The features of a programming language refer to the services and facilities provided by its developers to enable efficient and effective programming. These features are designed to simplify and streamline the development process, offering tools and capabilities that address a wide range of programming needs. Real-time programmers leverage these features to create robust, scalable, and efficient applications that solve real-world problems. By utilizing the language's built-in functionalities, developers can focus on crafting innovative solutions rather than reinventing common programming constructs.

Python's Simplicity Explained Through 3 Key Features.

  • Rich Set of APIs: Python provides a rich collection of Application Programming Interfaces (APIs), enabling developers to reuse pre-defined code efficiently. APIs in Python consist of modules, which are collections of functions, variables, and classes. This allows programmers to develop real-time applications with minimal effort, avoiding the need to write everything from scratch. 

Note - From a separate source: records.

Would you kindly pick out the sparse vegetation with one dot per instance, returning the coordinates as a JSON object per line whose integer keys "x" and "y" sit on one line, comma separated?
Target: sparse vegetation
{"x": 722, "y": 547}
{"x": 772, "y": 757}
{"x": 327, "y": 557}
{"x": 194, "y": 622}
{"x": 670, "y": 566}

  • Definition of API: An API (Application Programming Interface) is a collection of modules designed to simplify programming tasks by offering pre-built tools and functionalities.

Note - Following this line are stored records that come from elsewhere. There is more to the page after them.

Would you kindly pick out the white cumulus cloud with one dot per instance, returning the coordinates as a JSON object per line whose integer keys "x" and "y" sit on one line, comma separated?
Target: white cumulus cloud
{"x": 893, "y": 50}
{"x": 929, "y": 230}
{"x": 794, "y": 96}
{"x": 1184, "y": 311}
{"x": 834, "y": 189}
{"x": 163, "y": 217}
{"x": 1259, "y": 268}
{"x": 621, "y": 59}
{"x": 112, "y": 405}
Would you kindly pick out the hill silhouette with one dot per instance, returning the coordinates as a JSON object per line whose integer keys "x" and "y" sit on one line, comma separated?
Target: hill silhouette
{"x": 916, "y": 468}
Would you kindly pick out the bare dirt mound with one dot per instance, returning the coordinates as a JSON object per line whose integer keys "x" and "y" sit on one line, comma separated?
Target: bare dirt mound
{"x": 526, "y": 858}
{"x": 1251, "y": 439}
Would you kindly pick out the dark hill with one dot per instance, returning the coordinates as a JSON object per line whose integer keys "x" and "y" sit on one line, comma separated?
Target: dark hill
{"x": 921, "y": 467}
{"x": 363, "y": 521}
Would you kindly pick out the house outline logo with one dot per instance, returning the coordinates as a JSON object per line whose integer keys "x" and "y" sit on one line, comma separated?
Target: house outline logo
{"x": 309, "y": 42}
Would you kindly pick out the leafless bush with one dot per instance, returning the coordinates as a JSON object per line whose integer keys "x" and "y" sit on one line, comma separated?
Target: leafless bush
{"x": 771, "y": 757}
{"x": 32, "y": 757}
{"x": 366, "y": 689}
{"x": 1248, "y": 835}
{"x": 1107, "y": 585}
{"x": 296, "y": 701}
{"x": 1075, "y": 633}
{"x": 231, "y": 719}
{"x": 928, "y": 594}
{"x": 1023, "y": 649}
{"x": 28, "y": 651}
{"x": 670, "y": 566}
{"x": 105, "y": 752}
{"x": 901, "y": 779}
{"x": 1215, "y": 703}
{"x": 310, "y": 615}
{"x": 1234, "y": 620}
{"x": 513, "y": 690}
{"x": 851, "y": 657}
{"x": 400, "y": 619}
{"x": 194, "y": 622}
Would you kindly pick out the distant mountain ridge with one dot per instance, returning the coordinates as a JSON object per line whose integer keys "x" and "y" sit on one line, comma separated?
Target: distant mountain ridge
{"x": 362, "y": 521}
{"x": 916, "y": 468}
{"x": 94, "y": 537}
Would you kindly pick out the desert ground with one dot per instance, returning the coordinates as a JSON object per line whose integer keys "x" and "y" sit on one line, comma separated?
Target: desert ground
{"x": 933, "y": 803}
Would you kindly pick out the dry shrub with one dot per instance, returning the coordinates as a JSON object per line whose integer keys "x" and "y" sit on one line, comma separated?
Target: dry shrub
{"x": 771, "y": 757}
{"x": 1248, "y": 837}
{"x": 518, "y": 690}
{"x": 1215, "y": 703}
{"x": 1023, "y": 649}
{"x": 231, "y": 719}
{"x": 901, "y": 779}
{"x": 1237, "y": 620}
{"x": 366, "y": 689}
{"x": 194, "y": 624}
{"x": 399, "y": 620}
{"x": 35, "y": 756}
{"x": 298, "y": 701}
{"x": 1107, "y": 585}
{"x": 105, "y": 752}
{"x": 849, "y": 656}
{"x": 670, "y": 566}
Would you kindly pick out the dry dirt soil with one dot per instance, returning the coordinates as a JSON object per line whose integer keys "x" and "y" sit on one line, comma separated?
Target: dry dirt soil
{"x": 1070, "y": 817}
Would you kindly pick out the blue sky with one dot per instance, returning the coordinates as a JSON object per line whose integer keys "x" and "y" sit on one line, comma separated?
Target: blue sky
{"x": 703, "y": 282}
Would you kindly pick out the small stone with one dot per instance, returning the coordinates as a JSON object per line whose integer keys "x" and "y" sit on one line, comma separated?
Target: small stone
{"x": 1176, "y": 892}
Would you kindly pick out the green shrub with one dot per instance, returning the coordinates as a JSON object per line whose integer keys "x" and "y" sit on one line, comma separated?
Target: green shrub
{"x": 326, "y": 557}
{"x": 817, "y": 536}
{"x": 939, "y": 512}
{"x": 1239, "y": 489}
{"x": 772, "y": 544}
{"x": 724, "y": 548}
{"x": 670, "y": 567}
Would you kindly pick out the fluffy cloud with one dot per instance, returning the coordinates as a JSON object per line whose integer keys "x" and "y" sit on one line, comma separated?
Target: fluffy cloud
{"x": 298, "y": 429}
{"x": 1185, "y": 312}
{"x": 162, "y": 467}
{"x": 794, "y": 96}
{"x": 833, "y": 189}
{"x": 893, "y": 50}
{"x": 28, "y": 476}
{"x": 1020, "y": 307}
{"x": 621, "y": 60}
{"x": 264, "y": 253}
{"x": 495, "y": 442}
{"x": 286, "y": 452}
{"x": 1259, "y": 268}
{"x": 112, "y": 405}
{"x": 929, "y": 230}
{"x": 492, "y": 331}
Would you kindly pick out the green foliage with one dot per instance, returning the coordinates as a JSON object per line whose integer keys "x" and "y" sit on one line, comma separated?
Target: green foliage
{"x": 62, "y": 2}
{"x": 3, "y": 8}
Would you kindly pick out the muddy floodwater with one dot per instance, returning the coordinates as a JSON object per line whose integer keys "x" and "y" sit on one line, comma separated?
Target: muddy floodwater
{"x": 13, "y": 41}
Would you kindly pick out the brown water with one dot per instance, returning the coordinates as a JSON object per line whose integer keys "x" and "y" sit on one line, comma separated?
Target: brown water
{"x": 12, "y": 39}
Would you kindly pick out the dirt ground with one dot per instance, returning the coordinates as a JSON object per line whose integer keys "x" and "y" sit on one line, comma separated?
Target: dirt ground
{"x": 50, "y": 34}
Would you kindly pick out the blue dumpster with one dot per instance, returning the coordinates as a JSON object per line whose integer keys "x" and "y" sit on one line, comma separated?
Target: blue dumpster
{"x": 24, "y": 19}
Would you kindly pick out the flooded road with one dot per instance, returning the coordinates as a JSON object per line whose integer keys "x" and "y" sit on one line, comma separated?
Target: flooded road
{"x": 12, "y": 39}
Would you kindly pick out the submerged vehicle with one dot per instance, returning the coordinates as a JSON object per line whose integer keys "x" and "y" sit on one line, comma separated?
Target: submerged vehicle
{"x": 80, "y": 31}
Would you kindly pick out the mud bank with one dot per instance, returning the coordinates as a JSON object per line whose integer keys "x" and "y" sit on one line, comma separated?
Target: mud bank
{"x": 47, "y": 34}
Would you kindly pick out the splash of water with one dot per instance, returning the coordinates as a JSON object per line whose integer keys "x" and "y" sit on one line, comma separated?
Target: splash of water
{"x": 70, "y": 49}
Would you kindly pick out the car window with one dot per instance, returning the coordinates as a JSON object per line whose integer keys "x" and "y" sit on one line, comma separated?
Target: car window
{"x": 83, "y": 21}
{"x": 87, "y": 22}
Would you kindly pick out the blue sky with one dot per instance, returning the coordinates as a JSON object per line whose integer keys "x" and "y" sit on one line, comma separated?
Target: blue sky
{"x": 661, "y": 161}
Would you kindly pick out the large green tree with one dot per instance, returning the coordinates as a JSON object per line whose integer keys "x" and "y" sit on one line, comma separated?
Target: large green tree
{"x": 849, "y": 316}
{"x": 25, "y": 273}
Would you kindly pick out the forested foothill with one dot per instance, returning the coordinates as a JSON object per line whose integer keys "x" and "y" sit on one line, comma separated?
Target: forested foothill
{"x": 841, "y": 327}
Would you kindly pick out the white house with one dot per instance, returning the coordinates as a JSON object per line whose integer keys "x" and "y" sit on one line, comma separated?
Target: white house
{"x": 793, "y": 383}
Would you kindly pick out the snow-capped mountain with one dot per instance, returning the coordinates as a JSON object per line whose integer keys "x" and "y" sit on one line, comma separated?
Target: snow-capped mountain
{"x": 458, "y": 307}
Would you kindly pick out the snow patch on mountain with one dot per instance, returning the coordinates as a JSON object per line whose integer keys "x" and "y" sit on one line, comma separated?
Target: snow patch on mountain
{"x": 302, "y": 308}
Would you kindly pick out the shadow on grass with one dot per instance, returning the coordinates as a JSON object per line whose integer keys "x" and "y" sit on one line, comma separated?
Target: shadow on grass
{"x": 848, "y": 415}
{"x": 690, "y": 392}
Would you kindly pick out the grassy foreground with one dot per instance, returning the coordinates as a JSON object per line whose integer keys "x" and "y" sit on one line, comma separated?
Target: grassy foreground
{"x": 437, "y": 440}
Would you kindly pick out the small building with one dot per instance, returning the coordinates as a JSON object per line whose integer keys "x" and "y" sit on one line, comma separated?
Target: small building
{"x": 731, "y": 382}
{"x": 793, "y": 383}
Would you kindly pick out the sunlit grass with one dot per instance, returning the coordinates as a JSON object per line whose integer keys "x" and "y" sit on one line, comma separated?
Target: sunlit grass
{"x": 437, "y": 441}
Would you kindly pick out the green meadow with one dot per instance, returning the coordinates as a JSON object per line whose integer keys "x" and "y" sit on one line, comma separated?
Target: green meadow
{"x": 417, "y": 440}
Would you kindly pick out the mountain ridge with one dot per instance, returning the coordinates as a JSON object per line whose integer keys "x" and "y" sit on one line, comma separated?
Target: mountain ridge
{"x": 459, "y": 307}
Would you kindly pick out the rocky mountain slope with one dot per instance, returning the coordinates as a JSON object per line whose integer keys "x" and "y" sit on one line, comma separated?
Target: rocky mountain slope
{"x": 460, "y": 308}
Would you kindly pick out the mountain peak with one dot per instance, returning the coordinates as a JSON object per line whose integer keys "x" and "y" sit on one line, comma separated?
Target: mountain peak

  • Definition of Module: A module is a collection of functions, variables, and classes that can be imported and used in Python programs.
  • In-Built Garbage Collector: Python includes an automatic garbage collector that runs in the background of every Python program. Its primary purpose is to manage memory efficiently by collecting and freeing unused memory spaces. This improves the performance of Python-based applications by preventing memory leaks.
  • Definition of Garbage Collector: The garbage collector is a background Python process that identifies and collects unused memory spaces during the execution of a program, enhancing application performance.
  • User-Friendly Syntax: Python offers simple and intuitive syntax, making it easy for developers to write error-free code in a limited time. This feature is especially useful for beginners and professionals seeking to develop applications quickly and efficiently.
  • These three features rich APIs, automatic garbage collection, and user-friendly syntax make Python one of the simplest and most effective programming languages for real-world application development.
  • Freeware: Python is freeware, meaning it can be freely downloaded and used without any licensing costs. This makes Python accessible to anyone, contributing to its widespread adoption.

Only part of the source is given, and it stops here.